I've been trying to jury-rig
similarity=gensim.similarities.docsim.Similarity(lsi[corpus_1]) (which if I'm understanding lsi[corpus_1] correctly is m X n) and then index similarity[corpus_2] where that corpus is another matrix (m X b) ideally I'd like to map matrix two (converted into corpus_2) to the LSI space created using dimensionality reduction of corpus_1 (see point 3 below for more)

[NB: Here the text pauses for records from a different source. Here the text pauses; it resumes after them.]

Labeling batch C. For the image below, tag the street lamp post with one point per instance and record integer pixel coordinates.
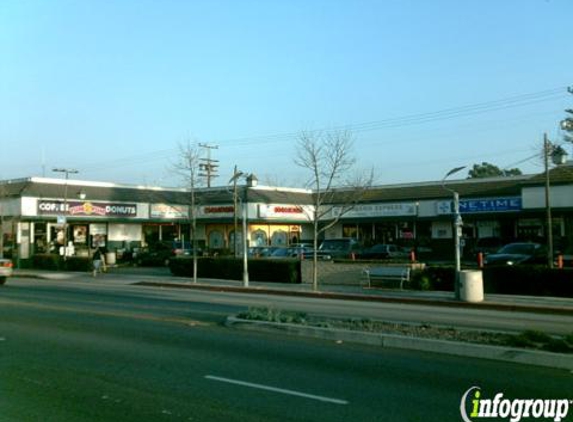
(558, 156)
(237, 175)
(67, 172)
(458, 223)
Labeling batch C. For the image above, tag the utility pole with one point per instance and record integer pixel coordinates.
(547, 149)
(208, 167)
(235, 214)
(65, 211)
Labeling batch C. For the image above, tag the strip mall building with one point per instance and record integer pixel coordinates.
(35, 211)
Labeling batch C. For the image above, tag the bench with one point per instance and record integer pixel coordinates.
(389, 274)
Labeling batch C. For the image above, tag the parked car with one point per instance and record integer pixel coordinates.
(300, 252)
(262, 251)
(340, 248)
(567, 256)
(384, 251)
(6, 269)
(486, 246)
(160, 253)
(518, 254)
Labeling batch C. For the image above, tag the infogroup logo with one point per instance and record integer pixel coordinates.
(474, 407)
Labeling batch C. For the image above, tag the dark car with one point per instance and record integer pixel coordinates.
(160, 253)
(383, 251)
(339, 248)
(487, 245)
(518, 254)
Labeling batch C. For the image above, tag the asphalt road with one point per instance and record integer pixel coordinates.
(87, 352)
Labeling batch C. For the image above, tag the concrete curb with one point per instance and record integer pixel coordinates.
(552, 310)
(47, 275)
(472, 350)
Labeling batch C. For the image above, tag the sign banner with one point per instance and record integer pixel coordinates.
(216, 211)
(169, 211)
(81, 209)
(379, 210)
(289, 212)
(468, 206)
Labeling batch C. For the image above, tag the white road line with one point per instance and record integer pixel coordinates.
(276, 390)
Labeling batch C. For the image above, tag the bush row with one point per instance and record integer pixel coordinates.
(278, 271)
(57, 263)
(519, 280)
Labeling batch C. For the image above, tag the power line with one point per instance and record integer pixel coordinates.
(402, 121)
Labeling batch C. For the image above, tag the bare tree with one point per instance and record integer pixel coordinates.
(336, 187)
(188, 167)
(2, 208)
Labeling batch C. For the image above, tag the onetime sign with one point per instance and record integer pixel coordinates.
(481, 205)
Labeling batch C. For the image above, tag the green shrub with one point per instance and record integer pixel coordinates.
(46, 261)
(279, 271)
(536, 336)
(420, 281)
(77, 263)
(558, 346)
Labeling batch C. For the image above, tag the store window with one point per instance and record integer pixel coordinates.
(40, 238)
(259, 238)
(279, 238)
(216, 240)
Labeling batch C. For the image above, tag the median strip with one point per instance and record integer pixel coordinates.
(276, 390)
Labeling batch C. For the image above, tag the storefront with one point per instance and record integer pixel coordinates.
(42, 215)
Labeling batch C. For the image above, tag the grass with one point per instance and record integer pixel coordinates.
(528, 339)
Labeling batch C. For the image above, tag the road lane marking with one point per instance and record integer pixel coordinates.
(276, 390)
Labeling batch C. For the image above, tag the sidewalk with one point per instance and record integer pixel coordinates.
(161, 277)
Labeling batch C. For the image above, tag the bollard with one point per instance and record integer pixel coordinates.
(413, 256)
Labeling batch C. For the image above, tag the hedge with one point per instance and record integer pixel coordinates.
(270, 270)
(519, 280)
(57, 263)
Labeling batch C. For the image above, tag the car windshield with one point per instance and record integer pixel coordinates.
(334, 245)
(518, 248)
(379, 248)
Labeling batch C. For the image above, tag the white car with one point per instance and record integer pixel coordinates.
(6, 270)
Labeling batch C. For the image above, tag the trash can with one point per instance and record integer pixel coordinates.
(110, 259)
(471, 286)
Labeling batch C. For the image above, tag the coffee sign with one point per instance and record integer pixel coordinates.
(75, 208)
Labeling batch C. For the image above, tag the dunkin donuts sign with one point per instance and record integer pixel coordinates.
(75, 208)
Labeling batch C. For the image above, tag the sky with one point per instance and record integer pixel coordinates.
(113, 87)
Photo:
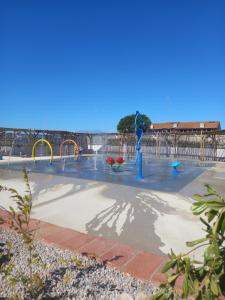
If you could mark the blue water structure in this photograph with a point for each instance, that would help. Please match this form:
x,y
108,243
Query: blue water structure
x,y
175,164
139,123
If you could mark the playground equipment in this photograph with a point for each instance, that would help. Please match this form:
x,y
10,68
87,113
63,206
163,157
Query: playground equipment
x,y
76,148
139,133
42,141
175,164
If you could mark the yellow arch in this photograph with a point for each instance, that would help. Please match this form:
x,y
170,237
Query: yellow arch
x,y
76,148
49,145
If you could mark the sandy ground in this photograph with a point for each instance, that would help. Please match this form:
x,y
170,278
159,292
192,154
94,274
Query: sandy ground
x,y
147,219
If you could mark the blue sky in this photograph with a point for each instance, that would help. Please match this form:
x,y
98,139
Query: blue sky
x,y
82,65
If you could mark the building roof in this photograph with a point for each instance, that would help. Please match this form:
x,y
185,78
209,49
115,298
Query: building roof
x,y
210,125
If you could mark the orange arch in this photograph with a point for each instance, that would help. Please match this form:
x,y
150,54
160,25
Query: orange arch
x,y
76,148
49,145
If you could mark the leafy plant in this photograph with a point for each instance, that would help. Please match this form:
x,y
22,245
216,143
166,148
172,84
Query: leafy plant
x,y
203,279
126,124
20,222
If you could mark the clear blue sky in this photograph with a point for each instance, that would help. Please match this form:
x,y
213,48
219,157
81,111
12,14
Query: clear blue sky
x,y
82,65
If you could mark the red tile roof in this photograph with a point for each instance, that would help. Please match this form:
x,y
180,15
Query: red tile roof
x,y
187,125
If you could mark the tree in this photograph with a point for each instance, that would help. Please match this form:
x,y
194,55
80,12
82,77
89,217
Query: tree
x,y
126,124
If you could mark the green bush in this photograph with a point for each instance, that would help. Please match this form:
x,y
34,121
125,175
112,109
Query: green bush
x,y
203,279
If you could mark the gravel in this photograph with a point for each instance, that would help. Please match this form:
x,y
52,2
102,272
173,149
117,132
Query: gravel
x,y
63,278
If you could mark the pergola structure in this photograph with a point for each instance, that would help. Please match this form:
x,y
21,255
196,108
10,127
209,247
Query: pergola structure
x,y
200,144
19,141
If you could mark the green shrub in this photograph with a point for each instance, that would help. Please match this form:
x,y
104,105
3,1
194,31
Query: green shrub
x,y
203,279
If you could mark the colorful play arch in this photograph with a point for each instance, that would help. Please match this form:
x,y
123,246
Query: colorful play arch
x,y
35,145
76,148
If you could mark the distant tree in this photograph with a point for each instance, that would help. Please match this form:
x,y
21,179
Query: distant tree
x,y
126,124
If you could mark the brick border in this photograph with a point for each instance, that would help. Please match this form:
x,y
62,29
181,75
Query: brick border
x,y
127,259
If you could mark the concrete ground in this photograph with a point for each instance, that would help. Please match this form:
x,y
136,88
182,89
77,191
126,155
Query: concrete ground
x,y
149,220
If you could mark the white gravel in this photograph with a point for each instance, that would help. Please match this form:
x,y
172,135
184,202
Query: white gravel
x,y
63,279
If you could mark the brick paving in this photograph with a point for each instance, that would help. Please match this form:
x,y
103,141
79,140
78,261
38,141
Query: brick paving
x,y
140,264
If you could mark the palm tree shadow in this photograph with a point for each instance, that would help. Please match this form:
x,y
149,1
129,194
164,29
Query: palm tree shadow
x,y
130,219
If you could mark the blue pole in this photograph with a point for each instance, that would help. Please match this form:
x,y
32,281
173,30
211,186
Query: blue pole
x,y
140,175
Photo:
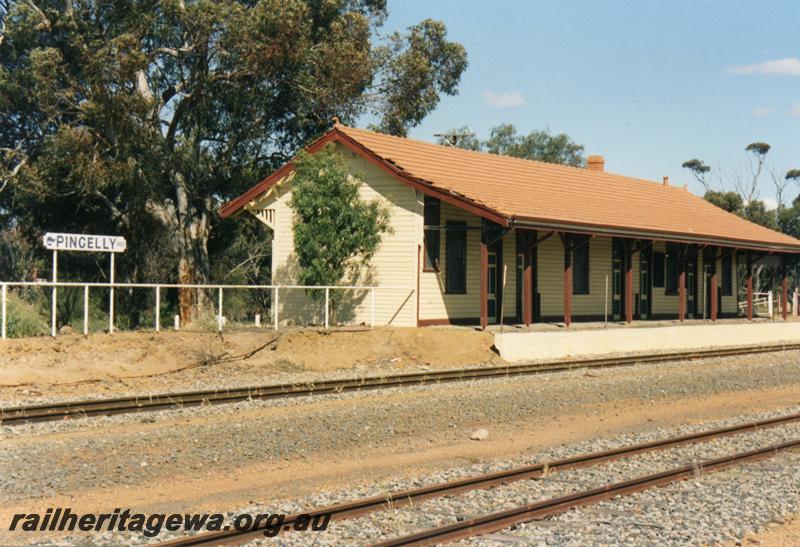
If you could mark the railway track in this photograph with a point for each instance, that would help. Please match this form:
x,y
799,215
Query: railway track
x,y
124,405
503,519
500,520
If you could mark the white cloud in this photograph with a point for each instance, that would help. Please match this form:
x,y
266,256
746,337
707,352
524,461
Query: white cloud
x,y
510,99
784,67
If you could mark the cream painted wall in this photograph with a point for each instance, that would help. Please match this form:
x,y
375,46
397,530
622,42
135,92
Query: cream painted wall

The overall vision of the project is to
1. TFIDF - Use TFIDF to weight terms that are less frequent
2. LSI - Dimensionally reduce that term document matrix into a feature space where terms are mapped in some arbitrary dimensionally reduced document space
3. Dot Product - Map the documents back into that space using the dot product of my LSI matrix and the TFIDF weighted term-document matrix
4. Query - Take a new query, map it into the same term document vector, apply the tfidf-weighting to its words then map that term vector into this arbitrary feature space created in part two then take the dot product of that matrix and the matrix created in step three.
This returns the most similar document to the query and I've had good success with the results on a smaller scale but simply cannot find a way to scale this up. The parts I'm hitting serious memory limits on are the LSI, initiating the zeros matrix is taking all the ram by itself though I haven't tried looping through all my documents in smaller chunks using add_documents (will try that next), and the dot product. If you guys have any thoughts on using gensim.similarities.docsim.Similarity or anything else to simulate dot product that'd be greatly appreciated.